On top of that, the process of ID verification itself is filled with challenges because of the unique script the Chinese language boasts. While it’s convenient that all IDs use Simplified Chinese, as opposed to a range of regional languages, even this version of the language can be hard to process optically.

In this article, we will explore both of these hurdles: we will break down the OCR (Optical Character Recognition) problems caused by the complexity of the Chinese script, as well as the most relevant requirements for KYC in China.

Subscribe

Get posts like this in your inbox with the bi-weekly Regula Blog Digest!

The current state of OCR for the Chinese script

In one of our previous articles, we underscored how the sheer diversity of ID documents in circulation is a big challenge for Chinese ID verification. And this is not the only challenge: the script used in these documents can be too sophisticated for some automated OCR systems to correctly process. What’s more, the script tends to exacerbate many technical problems relevant even to the Latin script, such as the lighting or focus.

Script-specific OCR challenges

Unlike English or other Latin-alphabet languages, Chinese is written in logographic characters that are dense with strokes. A single character can contain a dozen or more distinct strokes in a small font size on an ID card, so characters can smear together, making it hard for software to distinguish similar-looking ones.

For example, used in both surnames and given names, 贝 (bèi, “shell”) is simple and highly symmetrical. However, OCR can still confuse it with 见 (jiàn, “to see”) if the lower sweep is somewhat faded. 吉 (), which is also very common in both surnames and given names, contains 士 (shì, “scholar”) above 口 (kǒu, “mouth”). If stroke boundaries bleed or contrast is weak, OCR may mistake it for 卡 () or 哲 (zhé), which share overlapping parts.

As for more complicated situations, parents sometimes choose auspicious characters like 淼 (miǎo) for names, which consists of three 水 characters and stands for “vast expanse of water.” An OCR system could mistakenly segment 淼 into multiple characters if it doesn’t recognize the triple-stack pattern, reading it as a sequence of character components (氵氵氵) or misidentifying it as other water-related characters.

Another critical issue stems from the fact that some IDs are printed in both Chinese and English. More specifically, Chinese passport data pages show fields in both Chinese characters and English, and even mix scripts in one field (dates are printed as digits with the Chinese character 月 for month).

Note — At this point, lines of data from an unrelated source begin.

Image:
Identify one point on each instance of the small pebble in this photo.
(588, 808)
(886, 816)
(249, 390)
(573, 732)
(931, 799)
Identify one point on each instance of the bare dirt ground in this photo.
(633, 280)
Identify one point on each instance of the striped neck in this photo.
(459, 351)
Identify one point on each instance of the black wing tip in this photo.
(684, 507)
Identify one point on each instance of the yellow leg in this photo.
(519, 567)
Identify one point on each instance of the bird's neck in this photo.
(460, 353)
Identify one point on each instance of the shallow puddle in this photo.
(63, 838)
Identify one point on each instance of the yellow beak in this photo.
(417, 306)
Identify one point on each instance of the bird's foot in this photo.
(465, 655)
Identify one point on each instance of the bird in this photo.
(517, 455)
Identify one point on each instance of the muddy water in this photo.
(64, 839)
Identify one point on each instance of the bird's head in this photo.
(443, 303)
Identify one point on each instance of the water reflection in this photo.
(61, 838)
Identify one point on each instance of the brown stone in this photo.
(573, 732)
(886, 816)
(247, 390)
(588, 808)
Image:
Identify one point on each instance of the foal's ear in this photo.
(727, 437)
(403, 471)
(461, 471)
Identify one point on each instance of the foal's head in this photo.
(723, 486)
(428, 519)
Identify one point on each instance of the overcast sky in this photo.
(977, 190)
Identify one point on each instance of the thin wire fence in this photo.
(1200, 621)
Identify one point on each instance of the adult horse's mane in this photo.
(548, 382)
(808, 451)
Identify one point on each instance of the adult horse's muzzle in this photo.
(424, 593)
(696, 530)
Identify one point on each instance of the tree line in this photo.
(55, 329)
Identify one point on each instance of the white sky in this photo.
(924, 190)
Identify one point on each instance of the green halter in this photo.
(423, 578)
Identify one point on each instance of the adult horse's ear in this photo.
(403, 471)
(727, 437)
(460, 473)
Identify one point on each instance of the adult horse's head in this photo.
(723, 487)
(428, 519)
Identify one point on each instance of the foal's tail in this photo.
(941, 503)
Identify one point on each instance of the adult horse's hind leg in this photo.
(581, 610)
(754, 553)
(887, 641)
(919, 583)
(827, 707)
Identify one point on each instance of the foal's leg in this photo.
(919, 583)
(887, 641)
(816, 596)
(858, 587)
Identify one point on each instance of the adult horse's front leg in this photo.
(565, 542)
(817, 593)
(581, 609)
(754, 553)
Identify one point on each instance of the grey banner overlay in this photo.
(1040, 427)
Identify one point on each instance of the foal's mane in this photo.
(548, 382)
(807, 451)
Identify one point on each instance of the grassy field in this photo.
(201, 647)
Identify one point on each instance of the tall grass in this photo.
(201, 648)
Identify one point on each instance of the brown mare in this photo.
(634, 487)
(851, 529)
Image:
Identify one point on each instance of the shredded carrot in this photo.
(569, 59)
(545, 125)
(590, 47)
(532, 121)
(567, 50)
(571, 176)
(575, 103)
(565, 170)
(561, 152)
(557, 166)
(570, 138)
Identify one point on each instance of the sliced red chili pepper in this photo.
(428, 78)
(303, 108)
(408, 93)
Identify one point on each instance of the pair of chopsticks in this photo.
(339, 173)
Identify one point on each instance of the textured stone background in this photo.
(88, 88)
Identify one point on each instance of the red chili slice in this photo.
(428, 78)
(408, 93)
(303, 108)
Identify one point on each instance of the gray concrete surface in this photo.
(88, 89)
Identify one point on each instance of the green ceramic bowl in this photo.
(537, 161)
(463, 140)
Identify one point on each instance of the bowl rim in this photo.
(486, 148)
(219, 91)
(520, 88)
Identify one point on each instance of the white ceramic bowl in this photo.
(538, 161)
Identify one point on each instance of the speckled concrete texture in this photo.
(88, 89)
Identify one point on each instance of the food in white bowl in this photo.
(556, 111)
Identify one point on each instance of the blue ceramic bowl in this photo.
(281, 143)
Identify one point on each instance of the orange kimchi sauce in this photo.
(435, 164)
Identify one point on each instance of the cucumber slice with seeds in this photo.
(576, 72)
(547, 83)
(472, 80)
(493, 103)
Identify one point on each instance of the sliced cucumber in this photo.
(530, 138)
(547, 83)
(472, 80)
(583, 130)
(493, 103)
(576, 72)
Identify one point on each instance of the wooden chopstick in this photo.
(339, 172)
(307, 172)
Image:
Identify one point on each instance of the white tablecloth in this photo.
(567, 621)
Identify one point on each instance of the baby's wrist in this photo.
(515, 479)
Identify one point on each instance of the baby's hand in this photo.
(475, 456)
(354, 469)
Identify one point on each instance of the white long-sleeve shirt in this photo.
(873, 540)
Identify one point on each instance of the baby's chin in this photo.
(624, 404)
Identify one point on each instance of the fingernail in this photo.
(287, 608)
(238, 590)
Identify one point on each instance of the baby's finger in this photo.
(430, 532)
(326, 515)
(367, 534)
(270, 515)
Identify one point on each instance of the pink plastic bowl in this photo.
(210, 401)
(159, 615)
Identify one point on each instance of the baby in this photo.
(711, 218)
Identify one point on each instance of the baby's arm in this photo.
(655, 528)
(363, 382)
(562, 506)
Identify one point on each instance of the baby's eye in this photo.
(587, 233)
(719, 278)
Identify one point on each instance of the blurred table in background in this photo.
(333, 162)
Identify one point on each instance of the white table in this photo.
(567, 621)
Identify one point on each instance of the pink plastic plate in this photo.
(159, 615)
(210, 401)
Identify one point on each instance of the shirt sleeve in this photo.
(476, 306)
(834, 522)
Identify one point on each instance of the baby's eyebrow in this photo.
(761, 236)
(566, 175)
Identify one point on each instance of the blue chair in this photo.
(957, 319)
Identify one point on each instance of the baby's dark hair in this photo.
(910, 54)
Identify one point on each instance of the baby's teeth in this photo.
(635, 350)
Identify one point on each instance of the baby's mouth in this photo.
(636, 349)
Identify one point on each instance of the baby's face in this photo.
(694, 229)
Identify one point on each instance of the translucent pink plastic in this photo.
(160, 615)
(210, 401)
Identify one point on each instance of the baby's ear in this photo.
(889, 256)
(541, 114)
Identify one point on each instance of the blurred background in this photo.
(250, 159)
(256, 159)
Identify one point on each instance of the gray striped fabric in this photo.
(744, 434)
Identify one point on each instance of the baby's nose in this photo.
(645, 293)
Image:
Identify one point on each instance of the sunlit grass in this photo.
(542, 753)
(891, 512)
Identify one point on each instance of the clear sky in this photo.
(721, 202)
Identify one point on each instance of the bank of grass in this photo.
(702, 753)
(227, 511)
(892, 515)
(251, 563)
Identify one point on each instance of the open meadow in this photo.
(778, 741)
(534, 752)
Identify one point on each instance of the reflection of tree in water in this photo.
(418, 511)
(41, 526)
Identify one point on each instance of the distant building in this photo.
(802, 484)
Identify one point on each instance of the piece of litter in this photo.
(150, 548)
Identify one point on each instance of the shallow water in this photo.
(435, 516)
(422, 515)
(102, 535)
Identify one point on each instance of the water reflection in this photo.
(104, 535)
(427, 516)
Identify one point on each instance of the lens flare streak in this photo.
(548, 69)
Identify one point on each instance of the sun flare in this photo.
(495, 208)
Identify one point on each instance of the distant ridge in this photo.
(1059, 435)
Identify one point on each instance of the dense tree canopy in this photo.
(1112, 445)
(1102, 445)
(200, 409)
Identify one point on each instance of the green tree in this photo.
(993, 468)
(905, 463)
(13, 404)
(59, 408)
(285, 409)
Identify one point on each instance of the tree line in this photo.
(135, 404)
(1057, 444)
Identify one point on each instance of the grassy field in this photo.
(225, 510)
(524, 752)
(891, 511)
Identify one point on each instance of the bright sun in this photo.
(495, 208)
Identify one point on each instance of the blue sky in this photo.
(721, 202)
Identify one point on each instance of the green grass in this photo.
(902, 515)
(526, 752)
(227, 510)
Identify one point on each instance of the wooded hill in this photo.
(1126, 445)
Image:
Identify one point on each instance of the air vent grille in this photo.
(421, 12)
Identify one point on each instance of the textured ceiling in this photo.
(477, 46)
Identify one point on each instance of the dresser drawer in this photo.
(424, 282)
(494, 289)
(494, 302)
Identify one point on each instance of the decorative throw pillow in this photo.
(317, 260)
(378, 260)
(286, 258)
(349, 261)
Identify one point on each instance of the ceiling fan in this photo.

This is important, because during an ID check, a document reader will attempt to match the given name written in Chinese to the English transliteration of the name found in the machine-readable zone (MRZ). If either the Chinese script or the transliteration is ambiguous, the check may fail: the name “张伟” with two characters might get transliterated as “Zhang Wei” or “ZHANGWEI”. That’s why OCR solutions must have context-aware transliteration logic and language-specific matching.

Chinese ID MRZ Reading

During MRZ reading in Chinese passports, IDV software must convert the Latin script into the original Chinese name and match it against the visual data.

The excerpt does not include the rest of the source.